By JARED THOMPSON – STAFF WRITER

In recent weeks following the beheadings of two american journalists and one British aid worker , a jihadist group colloquially referred to as ISIS (the Islamic State of Iraq and Syria) burst itself onto the global scene.

This sudden emergence raises more questions about ISIS than answers, leading to chronic mischaracterizations and inflated exaggerations of ISIS and their global presence.

ISIS, or the Islamic State (IS) as they have recently rebranded themselves, traces its history to 1999 when it was founded as “The Organization of Monotheism and Jihad” by Abu Musab al-Zarqawi, a notable Salafi jihadist operating in Iraq during the coalition invasion and occupation of that country.

In 2004, al-Zarqawi aligned himself (and the group he founded) with the global Al-Qaeda network, upon which the group received the moniker of “Al-Qaeda in Iraq.” More recently, specifically in the wake of al-Zarqawi’s death in a coalition airstrike in 2006, the group adopted the name “Islamic State of Iraq” and took on a form similar to the one preoccupying the current news cycle.
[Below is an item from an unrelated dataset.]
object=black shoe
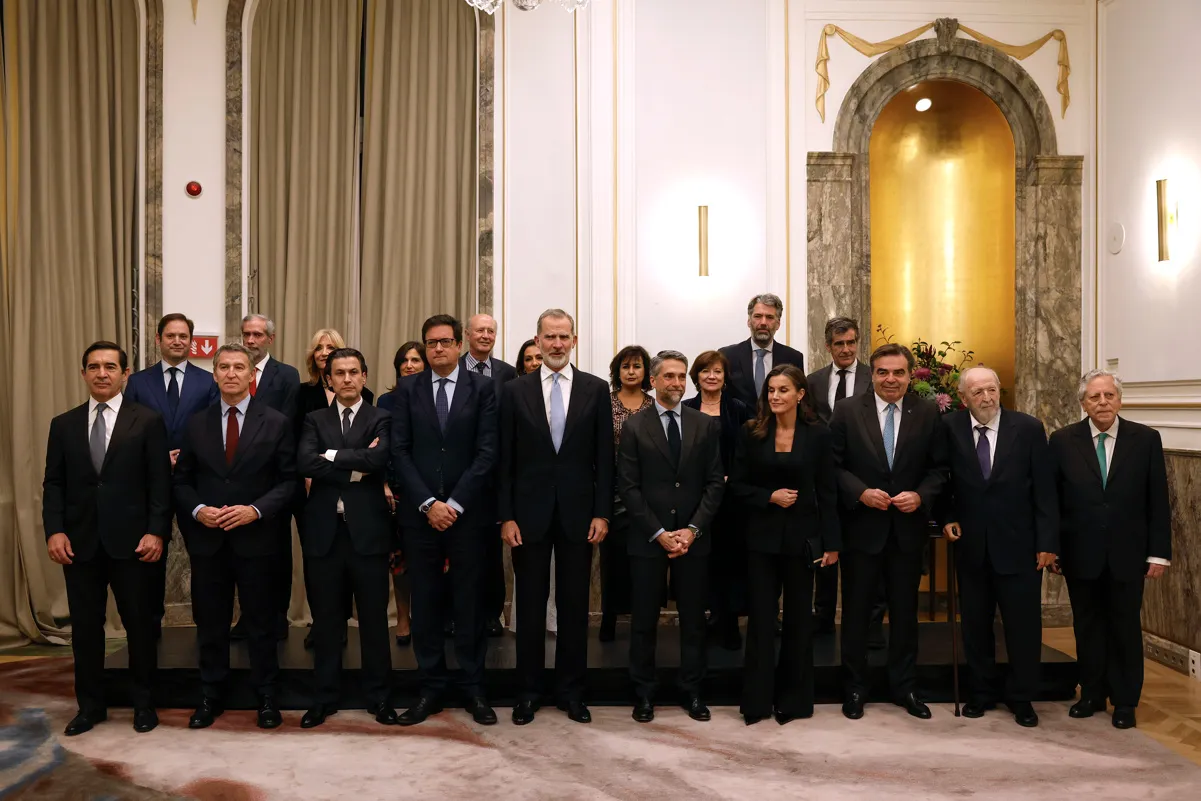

In the time between 2006 and 2014, the group was driven back to its current center of power in northern Iraq and western Syria, but has more recently displayed an increased military capacity, capturing the Mosul Dam in northern Iraq and later occupying the city proper, looting United States military supplies and $429 million in Iraqi Currency from banks.
To properly understand IS, one must understand that IS brands itself as a caliphate with Abu Bakr al-Baghdadi as its caliph, thereby claiming religious authority over the global Islamic community.

However, as Assistant Professor of Religion Matthew Pierce points out, al-Baghdadi’s claim is a “slap in the face to most Muslims.”

“If people took [al-Baghdadi’s] claim seriously, they would flock to his caliphate,” Pierce said.

While currently fighting a war for geographic territory in Iraq and Syria, IS is also fighting to establish a social infrastructure based on an extremely rigid interpretation of Qur’anic Law that manifests itself in crucifixion being handed down as punishment for crimes, as VICE News captured in an August report.

IS’s interpretation of Qur’anic law aliented themselves from both non-Muslims and Muslims alike. Pierce pointed out that classical Islamic scholars vehemently disagree with this interpretation, and jailed cleric Abu Qatada recently denounced the beheadings of Foley and Sotloff from his Jordanian jail cell, where he awaits trial on terrorism chargers.

Denunciation from the global Islamic community, however, does not alter the fact that IS controls a considerable swath of territory in a region of the world currently characterized by chronic instability.

Assistant Professor of Politics and International Studies Dina Badie argues, “[IS] absolutely poses a threat to the populations of Syria and Iraq” and could potentially threaten a wider populace if IS were to gain control of a high-value target, such as oil production facilities or the Mosul Dam, which controls water flow to the population of Iraq living on the lower Tigris River.

This regional threat is only intensified by support from Sunni Muslims who are disillusioned with the Iraqi Government, which Badie argues that they have serious grievances with.
Forecasting in these situations is extremely problematic, whether it concerns the future of IS or the future of foreign attitudes and possible interventions. As both Badie and Pierce point out, reliable information (when it is available) is only current for a small time window, making policy extremely difficult to formulate and opinions challenging to solidify.
Regardless, Badie and Pierce would caution against the “bomb [IS] back to the stone age” rhetoric espoused by Texas Senator Ted Cruz at an Americans for Prosperity Summit in early September. Badie cautions that military solutions could be “counterproductive.”

Pierce heavily emphasizes the fact that this fight is an “intra-Muslim conflict” that the United States cannot lead the charge against because of the associated risk of inflaming sectarian violence.

This, however, doesn’t mean that IS is taken lightly by either professor. While Badie noted that ground troops could be inefficient, solutions could lie with unlikely bedfellows like the Assad Government in Syria or the Iranian Government, as the massive threat that IS poses in the region is far too great for either of the two powers to ignore.

To cast this as an abstract issue taking place in the Middle East, however, would do a disservice to those who it impacts on our own campus.

Sophomore Haidar Khan vehemently rebuked the legitimacy of IS, saying that he didn’t recognize the caliph, and called on the global Muslim community to “denounce this sort of behavior.”

Khan, who experienced anti-Muslim prejudices in the past, expressed concern that IS’s emergence gave people another opportunity to make misinformed generalizations about the Muslim faith as a whole.

The important piece to remember, according to Khan, was that “… the Islamic State is as Islamic and Stately as the Holy Roman Empire was Holy and Roman.”